Een kort geding wordt gestart met een dagvaarding. Daarna vindt de zitting zo snel mogelijk plaats. De gedaagde krijgt dan de gelegenheid om te reageren op de argumenten van de eiser en kan indien gewenst een tegenvordering instellen. Na de zitting wordt het vonnis meestal binnen enkele dagen of weken uitgesproken, afhankelijk van de spoedeisendheid van de zaak.
Bodemprocedure
In een bodemprocedure kan de rechter een eindvonnis wijzen. Ook deze procedure vangt aan met een dagvaarding. De gedaagde krijgt de mogelijkheid om verweer te voeren. Vaak krijgen de partijen de gelegenheid om hun standpunten nader toe te lichten tijdens een mondelinge behandeling.

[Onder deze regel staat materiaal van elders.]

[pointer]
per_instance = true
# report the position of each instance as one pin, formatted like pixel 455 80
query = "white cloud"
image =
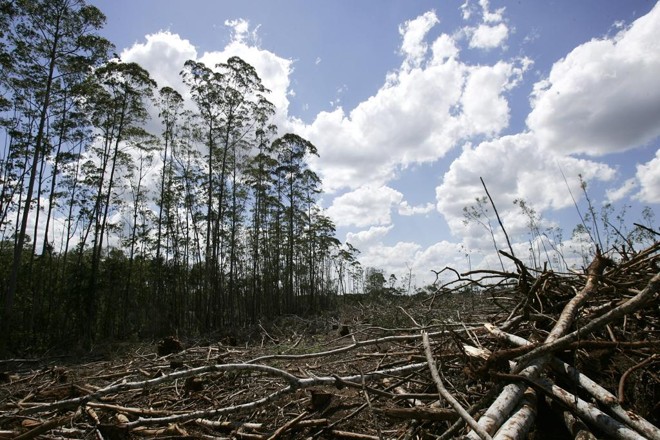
pixel 273 70
pixel 513 167
pixel 488 15
pixel 392 259
pixel 163 55
pixel 407 210
pixel 489 37
pixel 604 96
pixel 413 32
pixel 485 109
pixel 365 206
pixel 614 195
pixel 649 178
pixel 372 235
pixel 491 32
pixel 388 132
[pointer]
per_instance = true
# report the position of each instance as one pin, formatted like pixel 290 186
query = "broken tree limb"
pixel 446 394
pixel 603 396
pixel 633 304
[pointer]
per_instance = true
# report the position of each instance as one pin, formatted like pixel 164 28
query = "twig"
pixel 442 391
pixel 624 377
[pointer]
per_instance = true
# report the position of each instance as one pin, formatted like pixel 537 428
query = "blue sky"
pixel 410 102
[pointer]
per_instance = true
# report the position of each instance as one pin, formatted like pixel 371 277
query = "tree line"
pixel 111 231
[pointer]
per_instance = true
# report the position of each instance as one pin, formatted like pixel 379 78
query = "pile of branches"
pixel 559 355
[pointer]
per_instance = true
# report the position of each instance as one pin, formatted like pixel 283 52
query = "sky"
pixel 412 103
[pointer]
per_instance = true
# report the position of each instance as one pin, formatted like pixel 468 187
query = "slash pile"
pixel 540 354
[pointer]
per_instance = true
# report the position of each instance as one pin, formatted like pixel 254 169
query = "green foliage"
pixel 228 232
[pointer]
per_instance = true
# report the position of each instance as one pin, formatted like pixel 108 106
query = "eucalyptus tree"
pixel 49 39
pixel 230 100
pixel 118 109
pixel 258 177
pixel 294 173
pixel 170 104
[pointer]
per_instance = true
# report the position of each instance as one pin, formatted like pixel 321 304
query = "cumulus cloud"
pixel 649 178
pixel 604 96
pixel 367 237
pixel 163 55
pixel 365 206
pixel 489 37
pixel 388 132
pixel 513 167
pixel 614 195
pixel 413 32
pixel 491 33
pixel 407 210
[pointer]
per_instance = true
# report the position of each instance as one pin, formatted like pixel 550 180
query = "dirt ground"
pixel 361 372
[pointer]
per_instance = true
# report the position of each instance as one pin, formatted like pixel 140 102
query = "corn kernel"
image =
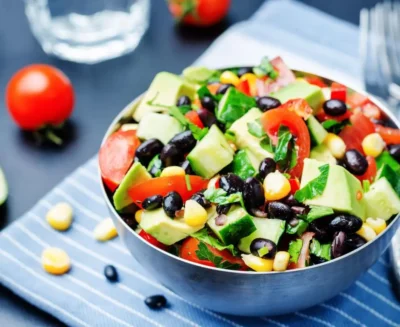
pixel 335 145
pixel 377 224
pixel 195 214
pixel 105 230
pixel 60 216
pixel 55 261
pixel 172 171
pixel 366 232
pixel 373 145
pixel 276 186
pixel 228 77
pixel 257 263
pixel 281 261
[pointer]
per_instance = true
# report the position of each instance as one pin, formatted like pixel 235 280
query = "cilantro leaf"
pixel 315 187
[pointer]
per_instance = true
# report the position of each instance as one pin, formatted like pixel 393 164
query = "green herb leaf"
pixel 315 187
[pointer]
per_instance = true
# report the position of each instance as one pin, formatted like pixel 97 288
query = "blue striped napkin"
pixel 83 297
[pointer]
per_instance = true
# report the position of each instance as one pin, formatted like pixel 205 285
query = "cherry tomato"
pixel 116 156
pixel 199 12
pixel 152 240
pixel 39 95
pixel 163 185
pixel 191 245
pixel 274 118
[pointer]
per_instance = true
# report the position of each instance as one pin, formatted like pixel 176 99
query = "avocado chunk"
pixel 239 224
pixel 381 200
pixel 160 126
pixel 244 140
pixel 343 191
pixel 211 154
pixel 301 89
pixel 165 89
pixel 166 230
pixel 270 229
pixel 135 175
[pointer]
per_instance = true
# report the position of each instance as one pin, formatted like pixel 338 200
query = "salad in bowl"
pixel 253 168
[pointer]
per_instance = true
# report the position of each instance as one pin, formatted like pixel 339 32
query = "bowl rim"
pixel 131 106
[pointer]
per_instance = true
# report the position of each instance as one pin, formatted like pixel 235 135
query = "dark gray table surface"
pixel 101 91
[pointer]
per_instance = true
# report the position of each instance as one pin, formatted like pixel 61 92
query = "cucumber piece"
pixel 270 229
pixel 381 200
pixel 211 154
pixel 317 132
pixel 239 224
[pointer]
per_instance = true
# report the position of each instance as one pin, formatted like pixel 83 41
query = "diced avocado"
pixel 166 230
pixel 160 126
pixel 343 192
pixel 301 89
pixel 381 200
pixel 317 132
pixel 211 154
pixel 165 89
pixel 135 175
pixel 244 140
pixel 233 105
pixel 239 224
pixel 322 153
pixel 270 229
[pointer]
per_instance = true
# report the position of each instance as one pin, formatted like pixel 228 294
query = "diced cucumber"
pixel 239 224
pixel 211 154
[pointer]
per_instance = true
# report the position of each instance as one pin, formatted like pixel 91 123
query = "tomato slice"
pixel 164 185
pixel 191 245
pixel 389 135
pixel 116 156
pixel 272 119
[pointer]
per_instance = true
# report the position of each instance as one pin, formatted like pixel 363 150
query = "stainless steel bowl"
pixel 250 293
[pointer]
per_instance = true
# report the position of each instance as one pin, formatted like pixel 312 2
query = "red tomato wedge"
pixel 116 156
pixel 164 185
pixel 272 119
pixel 191 245
pixel 389 135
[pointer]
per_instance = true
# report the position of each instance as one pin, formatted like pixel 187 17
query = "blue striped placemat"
pixel 83 297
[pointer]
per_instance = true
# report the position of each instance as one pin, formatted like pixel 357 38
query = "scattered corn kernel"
pixel 335 145
pixel 60 216
pixel 276 186
pixel 366 232
pixel 172 171
pixel 257 263
pixel 228 77
pixel 105 230
pixel 195 214
pixel 55 261
pixel 281 261
pixel 377 224
pixel 373 145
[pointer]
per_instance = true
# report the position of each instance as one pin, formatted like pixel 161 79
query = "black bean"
pixel 334 107
pixel 231 183
pixel 267 103
pixel 355 162
pixel 279 210
pixel 111 273
pixel 208 103
pixel 261 247
pixel 148 150
pixel 184 141
pixel 172 203
pixel 156 301
pixel 184 100
pixel 170 155
pixel 268 165
pixel 338 247
pixel 152 202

Een voordeel ten opzichte van een kort geding is dat het tijdens een bodemprocedure mogelijk is om naast een verbod ook schadevergoeding te eisen. Bovendien krijgen partijen de kans om hun vorderingen uitgebreid toe te lichten en omvangrijk bewijs te leveren. Ook zal de rechter een eindvonnis wijzen in plaats van een voorlopig oordeel.
Een nadeel van een bodemprocedure is dat er langere termijnen worden gegeven voor bijvoorbeeld het indienen van processtukken en het wijzen van een vonnis. Hierdoor neemt een bodemprocedure meer tijd in beslag. Tot slot moet worden opgemerkt dat in Nederland speciaal voor octrooizaken de mogelijkheid van een versnelde bodemprocedure bestaat. Een versnelde bodemprocedure zal echter nog steeds aanzienlijk langer duren dan een kort geding.